MAYBE the good fairies got it wrong. When they gathered round the crib of Princess Auroroa - and all the other princesses in fairy tales - they offered the usual routine list: health, wealth, happiness, beauty...

And that's where they made their mistake. Handsome is as handsome does, all right. And maybe there's something to be said for being plain.

Marianne Faithfull - singer, former lover of Mick Jagger, poster girl lusted after by thousands of adoring teenage boys and general doe-eyed icon of the sixties, is now 58 and in therapy.

One of the reasons she is in such a state is because she has lost her looks. It is particularly hard, she says, to lose your looks if you were beautiful when younger.

Well, that's a problem most of us won't have. Those of us with average looks - i.e. looking like dogs on bad days, but scrubbing up quite respectably with a bit of effort and a good light - have been saved from all this angst. Aren't we lucky?

Instead of envying the prettiest girl in the class, who was always chosen to be the Virgin Mary or Queen of the May or to present the bouquet to visiting dignitaries, we should have just heaved huge sighs of relief, happy that we would never pine when our gold ringlets lost their shine and our laughter lines became indubitably crows' feet.

It's the same with all those celebrity mums. There seems to be a craze for producing the baby then within weeks, snapping back not just to pre-baby size but a size smaller than that, about a size 6 at most, all cheekbones and elbows and hollows. Such is the pressure on those who are photographed for their looks.

So much easier if you're a standard size 14. If after the baby's born, you've relaxed into a sub-standard 14, then no one's going to notice much really, are they? One less thing to worry about for a while.

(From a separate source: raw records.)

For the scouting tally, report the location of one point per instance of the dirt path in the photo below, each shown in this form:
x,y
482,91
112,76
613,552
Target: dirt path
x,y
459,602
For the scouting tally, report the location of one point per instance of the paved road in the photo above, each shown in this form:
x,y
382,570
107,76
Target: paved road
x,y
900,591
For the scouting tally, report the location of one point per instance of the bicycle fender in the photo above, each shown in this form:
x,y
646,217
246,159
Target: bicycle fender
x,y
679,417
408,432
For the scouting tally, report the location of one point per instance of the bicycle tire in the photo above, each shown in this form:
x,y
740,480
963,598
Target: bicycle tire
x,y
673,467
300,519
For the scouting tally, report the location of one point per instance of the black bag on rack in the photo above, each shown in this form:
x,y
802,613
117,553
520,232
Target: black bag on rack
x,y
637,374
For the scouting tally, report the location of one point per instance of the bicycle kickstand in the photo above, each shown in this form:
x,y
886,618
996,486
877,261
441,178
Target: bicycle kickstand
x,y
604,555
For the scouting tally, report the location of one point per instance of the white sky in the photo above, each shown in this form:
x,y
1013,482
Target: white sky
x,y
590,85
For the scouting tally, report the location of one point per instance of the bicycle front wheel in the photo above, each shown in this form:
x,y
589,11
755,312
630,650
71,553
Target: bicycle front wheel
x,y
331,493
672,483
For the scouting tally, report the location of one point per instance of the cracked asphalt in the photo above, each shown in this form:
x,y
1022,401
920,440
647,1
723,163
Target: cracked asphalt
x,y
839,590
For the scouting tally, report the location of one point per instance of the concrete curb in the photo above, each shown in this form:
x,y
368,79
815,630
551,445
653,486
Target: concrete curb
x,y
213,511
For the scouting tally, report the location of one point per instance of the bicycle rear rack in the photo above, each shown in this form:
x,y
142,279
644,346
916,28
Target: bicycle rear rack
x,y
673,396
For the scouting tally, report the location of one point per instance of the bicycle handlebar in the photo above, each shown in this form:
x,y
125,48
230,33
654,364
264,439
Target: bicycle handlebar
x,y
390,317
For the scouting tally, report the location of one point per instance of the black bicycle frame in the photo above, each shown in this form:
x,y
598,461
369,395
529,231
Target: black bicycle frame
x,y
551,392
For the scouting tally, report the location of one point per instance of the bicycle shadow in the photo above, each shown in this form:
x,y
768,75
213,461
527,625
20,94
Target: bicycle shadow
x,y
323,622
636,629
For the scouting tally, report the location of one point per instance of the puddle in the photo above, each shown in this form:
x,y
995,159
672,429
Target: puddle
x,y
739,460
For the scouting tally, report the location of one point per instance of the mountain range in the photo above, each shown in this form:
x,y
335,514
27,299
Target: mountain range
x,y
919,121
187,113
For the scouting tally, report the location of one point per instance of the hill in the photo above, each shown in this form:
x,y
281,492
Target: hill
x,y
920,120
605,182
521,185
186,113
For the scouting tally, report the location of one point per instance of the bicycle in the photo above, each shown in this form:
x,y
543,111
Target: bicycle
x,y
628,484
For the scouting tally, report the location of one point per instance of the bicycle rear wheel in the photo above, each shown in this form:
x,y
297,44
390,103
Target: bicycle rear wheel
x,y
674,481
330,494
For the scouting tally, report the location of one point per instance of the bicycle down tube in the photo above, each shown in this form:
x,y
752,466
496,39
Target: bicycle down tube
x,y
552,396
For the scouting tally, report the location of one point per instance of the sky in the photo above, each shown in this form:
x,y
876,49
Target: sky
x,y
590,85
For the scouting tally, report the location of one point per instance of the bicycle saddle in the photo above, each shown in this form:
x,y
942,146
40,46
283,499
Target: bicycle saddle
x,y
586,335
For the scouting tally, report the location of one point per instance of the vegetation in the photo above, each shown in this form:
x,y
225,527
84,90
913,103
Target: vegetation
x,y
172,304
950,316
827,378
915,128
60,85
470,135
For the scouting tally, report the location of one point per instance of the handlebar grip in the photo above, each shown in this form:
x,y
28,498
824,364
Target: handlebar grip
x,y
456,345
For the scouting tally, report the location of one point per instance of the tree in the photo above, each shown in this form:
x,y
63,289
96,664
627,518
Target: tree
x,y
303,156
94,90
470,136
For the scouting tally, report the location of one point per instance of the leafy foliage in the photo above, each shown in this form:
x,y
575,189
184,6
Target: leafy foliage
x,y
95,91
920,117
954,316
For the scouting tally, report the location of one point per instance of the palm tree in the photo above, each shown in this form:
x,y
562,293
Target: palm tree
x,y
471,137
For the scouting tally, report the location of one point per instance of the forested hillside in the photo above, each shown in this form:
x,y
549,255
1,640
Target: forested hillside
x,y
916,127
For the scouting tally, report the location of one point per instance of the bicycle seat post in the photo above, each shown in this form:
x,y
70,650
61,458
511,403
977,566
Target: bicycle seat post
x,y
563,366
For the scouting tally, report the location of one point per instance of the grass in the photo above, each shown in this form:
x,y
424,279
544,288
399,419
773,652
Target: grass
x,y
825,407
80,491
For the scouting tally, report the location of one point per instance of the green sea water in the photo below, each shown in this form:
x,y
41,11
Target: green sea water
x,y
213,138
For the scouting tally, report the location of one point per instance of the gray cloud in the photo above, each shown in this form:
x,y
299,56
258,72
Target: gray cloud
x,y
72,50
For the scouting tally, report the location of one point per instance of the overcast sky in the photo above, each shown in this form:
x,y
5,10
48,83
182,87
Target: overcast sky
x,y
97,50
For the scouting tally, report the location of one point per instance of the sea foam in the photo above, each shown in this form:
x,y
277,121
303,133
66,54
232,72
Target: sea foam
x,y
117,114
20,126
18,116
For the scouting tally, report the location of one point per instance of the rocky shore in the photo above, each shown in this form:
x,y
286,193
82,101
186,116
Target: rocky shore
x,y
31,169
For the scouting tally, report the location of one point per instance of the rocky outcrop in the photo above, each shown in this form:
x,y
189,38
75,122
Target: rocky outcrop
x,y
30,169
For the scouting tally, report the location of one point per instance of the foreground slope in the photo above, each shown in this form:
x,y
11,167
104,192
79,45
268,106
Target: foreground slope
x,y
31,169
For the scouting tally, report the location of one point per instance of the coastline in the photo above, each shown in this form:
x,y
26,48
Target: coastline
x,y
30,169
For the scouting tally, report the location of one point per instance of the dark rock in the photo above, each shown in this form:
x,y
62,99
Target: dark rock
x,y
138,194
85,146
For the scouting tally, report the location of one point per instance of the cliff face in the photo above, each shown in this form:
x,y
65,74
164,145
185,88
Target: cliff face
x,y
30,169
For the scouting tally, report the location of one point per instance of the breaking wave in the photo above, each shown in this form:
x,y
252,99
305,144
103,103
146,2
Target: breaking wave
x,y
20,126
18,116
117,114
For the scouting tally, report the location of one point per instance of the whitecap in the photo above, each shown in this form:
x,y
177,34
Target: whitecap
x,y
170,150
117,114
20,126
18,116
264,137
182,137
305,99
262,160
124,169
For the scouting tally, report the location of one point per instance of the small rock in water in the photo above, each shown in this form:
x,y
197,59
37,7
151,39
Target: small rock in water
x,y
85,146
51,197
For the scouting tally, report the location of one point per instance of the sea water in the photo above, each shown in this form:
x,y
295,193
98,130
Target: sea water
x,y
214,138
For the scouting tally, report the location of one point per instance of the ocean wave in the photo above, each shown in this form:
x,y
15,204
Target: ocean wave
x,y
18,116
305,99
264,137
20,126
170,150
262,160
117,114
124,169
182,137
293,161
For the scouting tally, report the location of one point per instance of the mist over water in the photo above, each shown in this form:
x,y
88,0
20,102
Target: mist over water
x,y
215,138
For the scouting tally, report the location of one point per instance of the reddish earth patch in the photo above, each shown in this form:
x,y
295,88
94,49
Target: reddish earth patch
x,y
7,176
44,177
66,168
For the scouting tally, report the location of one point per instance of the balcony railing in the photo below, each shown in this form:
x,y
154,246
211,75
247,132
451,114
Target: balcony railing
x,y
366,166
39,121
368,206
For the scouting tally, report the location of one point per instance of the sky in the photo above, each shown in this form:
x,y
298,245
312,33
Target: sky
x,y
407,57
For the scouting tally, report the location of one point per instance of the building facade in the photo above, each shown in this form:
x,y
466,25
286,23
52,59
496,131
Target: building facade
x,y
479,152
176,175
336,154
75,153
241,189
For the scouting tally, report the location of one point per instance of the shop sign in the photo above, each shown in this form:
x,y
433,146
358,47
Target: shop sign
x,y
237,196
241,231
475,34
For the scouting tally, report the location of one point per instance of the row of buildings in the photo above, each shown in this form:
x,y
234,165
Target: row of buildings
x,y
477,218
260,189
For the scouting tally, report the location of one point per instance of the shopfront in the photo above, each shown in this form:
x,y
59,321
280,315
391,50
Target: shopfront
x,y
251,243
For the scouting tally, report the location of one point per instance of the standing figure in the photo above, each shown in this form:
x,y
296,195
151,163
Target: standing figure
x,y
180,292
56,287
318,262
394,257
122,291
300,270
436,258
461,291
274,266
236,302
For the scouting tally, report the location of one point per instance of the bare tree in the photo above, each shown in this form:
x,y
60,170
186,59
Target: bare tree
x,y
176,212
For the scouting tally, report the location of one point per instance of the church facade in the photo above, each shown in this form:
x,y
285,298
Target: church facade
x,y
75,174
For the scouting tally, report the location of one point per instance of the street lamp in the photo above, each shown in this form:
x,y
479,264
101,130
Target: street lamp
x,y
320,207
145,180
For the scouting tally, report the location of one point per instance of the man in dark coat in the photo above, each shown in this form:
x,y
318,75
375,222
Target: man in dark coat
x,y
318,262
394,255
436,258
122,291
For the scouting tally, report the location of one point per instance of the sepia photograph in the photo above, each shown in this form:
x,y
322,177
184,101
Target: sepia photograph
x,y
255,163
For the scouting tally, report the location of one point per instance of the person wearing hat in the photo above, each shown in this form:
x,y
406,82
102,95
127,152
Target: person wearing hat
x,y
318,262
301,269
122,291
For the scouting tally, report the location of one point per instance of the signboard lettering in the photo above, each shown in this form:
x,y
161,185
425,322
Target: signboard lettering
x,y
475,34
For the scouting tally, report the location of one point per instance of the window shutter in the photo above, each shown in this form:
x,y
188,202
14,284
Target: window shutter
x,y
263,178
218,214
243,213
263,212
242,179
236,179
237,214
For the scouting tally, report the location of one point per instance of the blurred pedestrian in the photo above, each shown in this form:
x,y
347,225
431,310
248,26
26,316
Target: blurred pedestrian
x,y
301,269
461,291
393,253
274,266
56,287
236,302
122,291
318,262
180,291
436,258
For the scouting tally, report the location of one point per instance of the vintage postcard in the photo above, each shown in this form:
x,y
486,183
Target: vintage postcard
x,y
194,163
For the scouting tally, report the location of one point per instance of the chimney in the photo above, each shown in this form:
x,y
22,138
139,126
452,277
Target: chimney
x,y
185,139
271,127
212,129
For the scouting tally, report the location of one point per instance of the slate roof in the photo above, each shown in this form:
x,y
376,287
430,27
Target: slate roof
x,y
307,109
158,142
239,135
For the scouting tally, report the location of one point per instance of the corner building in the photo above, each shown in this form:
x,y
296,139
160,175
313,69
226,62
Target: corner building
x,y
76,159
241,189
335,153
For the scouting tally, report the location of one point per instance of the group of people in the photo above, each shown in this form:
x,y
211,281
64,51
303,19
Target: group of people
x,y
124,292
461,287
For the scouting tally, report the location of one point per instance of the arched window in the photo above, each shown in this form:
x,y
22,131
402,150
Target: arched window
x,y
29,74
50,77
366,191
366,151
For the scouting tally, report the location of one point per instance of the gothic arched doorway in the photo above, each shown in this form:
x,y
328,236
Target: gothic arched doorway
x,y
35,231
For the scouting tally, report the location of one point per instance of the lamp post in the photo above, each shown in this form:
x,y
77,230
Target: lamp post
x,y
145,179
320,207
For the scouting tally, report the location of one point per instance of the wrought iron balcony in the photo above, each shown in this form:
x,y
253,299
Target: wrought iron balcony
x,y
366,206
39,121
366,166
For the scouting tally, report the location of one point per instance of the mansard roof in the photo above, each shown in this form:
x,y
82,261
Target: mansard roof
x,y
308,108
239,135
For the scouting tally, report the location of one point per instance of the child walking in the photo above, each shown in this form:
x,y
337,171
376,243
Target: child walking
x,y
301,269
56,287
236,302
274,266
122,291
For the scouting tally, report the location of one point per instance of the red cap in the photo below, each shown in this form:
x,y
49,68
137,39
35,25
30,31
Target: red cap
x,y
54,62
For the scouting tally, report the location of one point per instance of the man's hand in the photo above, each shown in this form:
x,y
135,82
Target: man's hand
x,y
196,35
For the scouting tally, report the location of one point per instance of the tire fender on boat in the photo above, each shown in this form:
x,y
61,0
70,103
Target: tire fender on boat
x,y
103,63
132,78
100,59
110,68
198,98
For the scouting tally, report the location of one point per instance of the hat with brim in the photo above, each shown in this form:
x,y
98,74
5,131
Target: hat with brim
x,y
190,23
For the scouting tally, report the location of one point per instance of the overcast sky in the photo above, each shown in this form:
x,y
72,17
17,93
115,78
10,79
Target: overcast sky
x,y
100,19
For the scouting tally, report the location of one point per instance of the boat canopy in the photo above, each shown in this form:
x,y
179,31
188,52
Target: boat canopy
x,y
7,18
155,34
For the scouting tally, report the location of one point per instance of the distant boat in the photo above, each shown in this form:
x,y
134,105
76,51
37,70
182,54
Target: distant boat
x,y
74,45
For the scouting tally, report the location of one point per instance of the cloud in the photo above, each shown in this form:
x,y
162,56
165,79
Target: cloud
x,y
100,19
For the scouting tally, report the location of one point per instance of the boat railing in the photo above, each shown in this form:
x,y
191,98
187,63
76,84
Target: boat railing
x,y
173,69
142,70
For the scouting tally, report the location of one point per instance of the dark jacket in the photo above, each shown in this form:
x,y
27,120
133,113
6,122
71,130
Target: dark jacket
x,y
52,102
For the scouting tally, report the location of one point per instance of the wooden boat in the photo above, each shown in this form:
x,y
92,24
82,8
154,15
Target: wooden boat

Anxious to defuse our jealousy of our prettier classmates, teachers would always tell us that Real Beauty Comes From Within. A nice thought, but we weren't fooled. They say you never miss what you haven't had. Good looks undoubtedly help you get on in the world. And never has an age been so image conscious as ours.

But maybe beauty's too hard to cope with - especially when it fades. Better, or easier, to settle instead for something like "the better side of average".

Good fairies, please note.

CONGRATULATIONS on your divorce! To Mum and Dad on their Wedding Day. Happy Christmas to Mum and her Boyfriend.

Oh yes. All human life is there on the card counter.

Never slow to miss a social trend and a way of making money, the card manufacturers are getting to grips with the changing face of British society. And why not?

But they're still way behind. Even with their new range, they are far too staid and safe and barely scratch the surface of modern life and relationships

How about To Mum and Her Toy Boy? Or, To Dad and his Boyfriend? Or, Thinking of You and your ASBO, To wish you luck on your Coming Out, Well Done on losing two stones, Good luck on moving in together, Congratulations on Finding a Dentist?

The possibilities are endless if only the card makers had the courage.

But I still treasure a card I found years ago. "Happy Christmas from my dog to your dog," it said. And after that, everything else seems sensible.

FOOD safety experts are calling for more spices imported into Britain to be tested for possible cancer causing dyes.

You mean, they're not already?

Brainy but bonkers

AT the annual May morning celebrations in Oxford, students insisted on jumping off Magdalen Bridge into the river, even though the water was only two foot deep and full of shopping trolleys and broken glass and even though the police had put up safety barriers to try to prevent them from jumping.

Even after some students broke legs and ankles and gashed themselves, more carried on flinging themselves in. Fifty were injured, ten taken to hospital, including some with spinal injuries.

Oxford students might be very clever. But they're clearly not very bright.

YES I know - yawn - we're all fed up with this election campaign, which has had the only bonus of sending us off to sleep early. And I know it's not so much a question of choosing the best man for the job, but more a case of the least bad.

BUT, whoever you support, however half-heartedly, you have to go out there and vote. Every vote does count, some more than others, depending where you live, but each one carries its little bit of weight.

And remember, if you've bothered to vote, then you've done all you can. And that means that if you don't like the result then at least you're entitled to a jolly good moan about it.